When it comes to the health of American democracy, unions also get the goods as the EPI report explains:
*There are fewer restrictive voting laws in states with the highest union density while over 70% of low-union-density states have passed voter suppression laws between 2011 and 2019.
With all the good that they do, it’s no wonder that unions are hip again or that those who want to undermine our democracy in the service of the economic elite are trying as hard as they can to get rid of us.
As Nancy MacLean outlined in Democracy in Chains: The Deep History of the Radical Right’s Stealth Plan for America, the American plutocracy’s grail quest was to “save capitalism from democracy, permanently.” In Donald Trump, the billionaire class has the man they have dreamed of for decades who can seal the deal for elite rule, and he is openly trying to do just that—crush the union movement, gut civil rights, destroy environmental and climate protections, enshrine the divine right of corporations, and give big tax breaks to the rich, many of whom see taxes as a form of “gangsterism” robbing them of their natural right to hog all the resources.

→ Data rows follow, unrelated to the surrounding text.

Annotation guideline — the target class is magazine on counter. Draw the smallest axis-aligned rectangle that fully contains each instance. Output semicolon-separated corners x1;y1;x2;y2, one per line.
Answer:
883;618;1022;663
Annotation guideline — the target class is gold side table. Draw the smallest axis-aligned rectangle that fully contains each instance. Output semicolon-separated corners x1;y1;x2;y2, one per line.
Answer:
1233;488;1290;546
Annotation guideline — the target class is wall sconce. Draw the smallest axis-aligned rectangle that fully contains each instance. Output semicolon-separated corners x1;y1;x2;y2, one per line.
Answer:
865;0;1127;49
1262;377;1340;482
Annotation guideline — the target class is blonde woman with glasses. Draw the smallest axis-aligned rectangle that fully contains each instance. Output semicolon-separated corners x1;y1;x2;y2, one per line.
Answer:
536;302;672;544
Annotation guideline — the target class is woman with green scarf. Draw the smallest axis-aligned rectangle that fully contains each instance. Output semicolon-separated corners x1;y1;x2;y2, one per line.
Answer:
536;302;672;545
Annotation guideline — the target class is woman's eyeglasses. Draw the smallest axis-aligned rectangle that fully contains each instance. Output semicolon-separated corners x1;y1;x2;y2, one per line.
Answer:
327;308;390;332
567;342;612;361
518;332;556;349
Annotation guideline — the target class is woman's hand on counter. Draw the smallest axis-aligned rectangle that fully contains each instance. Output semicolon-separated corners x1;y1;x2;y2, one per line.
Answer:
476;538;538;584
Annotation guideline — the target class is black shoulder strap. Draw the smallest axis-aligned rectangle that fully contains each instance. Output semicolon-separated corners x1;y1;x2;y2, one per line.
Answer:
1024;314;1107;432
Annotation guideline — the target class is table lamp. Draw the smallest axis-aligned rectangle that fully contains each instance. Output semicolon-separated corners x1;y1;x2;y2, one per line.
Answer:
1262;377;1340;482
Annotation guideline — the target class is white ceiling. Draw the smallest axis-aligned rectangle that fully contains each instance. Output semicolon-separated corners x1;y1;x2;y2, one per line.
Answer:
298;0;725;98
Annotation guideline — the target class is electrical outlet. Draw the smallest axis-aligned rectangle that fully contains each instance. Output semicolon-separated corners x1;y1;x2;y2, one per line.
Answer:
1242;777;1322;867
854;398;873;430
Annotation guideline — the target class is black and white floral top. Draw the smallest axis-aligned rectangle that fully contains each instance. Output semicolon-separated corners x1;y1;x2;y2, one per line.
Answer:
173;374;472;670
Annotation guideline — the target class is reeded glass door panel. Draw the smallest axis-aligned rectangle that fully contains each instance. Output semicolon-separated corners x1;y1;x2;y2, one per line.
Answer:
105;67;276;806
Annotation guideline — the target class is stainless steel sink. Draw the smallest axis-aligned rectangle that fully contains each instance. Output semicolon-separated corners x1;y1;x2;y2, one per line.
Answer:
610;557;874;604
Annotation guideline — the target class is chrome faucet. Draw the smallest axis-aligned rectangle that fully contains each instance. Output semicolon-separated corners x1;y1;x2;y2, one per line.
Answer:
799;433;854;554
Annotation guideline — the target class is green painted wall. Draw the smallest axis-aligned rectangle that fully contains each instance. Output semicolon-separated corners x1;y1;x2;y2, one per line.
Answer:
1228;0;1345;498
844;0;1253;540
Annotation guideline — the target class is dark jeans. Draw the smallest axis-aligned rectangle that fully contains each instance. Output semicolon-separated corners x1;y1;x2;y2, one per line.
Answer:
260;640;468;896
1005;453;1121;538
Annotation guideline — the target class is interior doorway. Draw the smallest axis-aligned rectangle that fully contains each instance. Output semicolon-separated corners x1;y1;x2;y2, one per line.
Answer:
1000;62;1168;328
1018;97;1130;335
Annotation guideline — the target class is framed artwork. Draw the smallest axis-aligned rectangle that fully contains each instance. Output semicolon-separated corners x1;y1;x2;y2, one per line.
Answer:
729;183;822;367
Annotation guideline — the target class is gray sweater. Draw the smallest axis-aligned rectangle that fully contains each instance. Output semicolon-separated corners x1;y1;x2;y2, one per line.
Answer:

It is, in the view of folks like Kevin Roberts, the President of the Heritage Foundation, a “second American Revolution, which will remain bloodless if the left allows it to be.” We need to view all this very clearly: Trump is here to deliver the kill shot on the very chance of a more robust, inclusive democracy or even the ability of movements to call for it for the foreseeable future. Hence, his assault on unionized federal workers and their collective bargaining rights along with the very idea that the public sector, public education in particular, has any value in American society.
Unions are playing a key role in contesting this, from pushing back against it by organizing workers and communities, to fighting for immigrants’ rights, to pushing for a special election in California to contest Trump’s efforts to rig the 2026 midterms via Texas redistricting. Labor unions are always essential in that they offer an alternative vision of what American democracy can be. As labor writer Hamilton Nolan puts it:
When does the typical American ever experience democracy? As a child, they are told what to do. At school, they are told what to do. When they grow up, they get a job, and are told what to do. If they go to church, they are told what to do. And everyone with any common sense can see that voting, the one activity explicitly branding and participating in democracy, seems to change nothing, as power is concentrated, and decisions are made by unknown people in places remote from the everyday experience of a normal person. From this base of nothing, we expect Americans to treasure democracy as their greatest value. That is a hard ask, when it is something they have never seen in the wild . . . Unless—unless—they happen to be in a union. In a decent union, their opinion will matter. They can directly participate in discussions that lead to a set of demands. They can decide, collectively, to take direct action to win their demands . . . It is not democracy as a slogan, but democracy as lived experience.
This Labor Day let’s celebrate the role of the union movement in expanding the reach of American democracy, providing a site of “lived democracy” for union workers, and recommit ourselves to insisting that the egalitarian principles of social justice unionism prevail throughout the entirety of American society. In this dark moment, as educators and unionists, we can provide a light, a larger sense of solidarity that can lead our way out of our present crisis of to a better future for us all.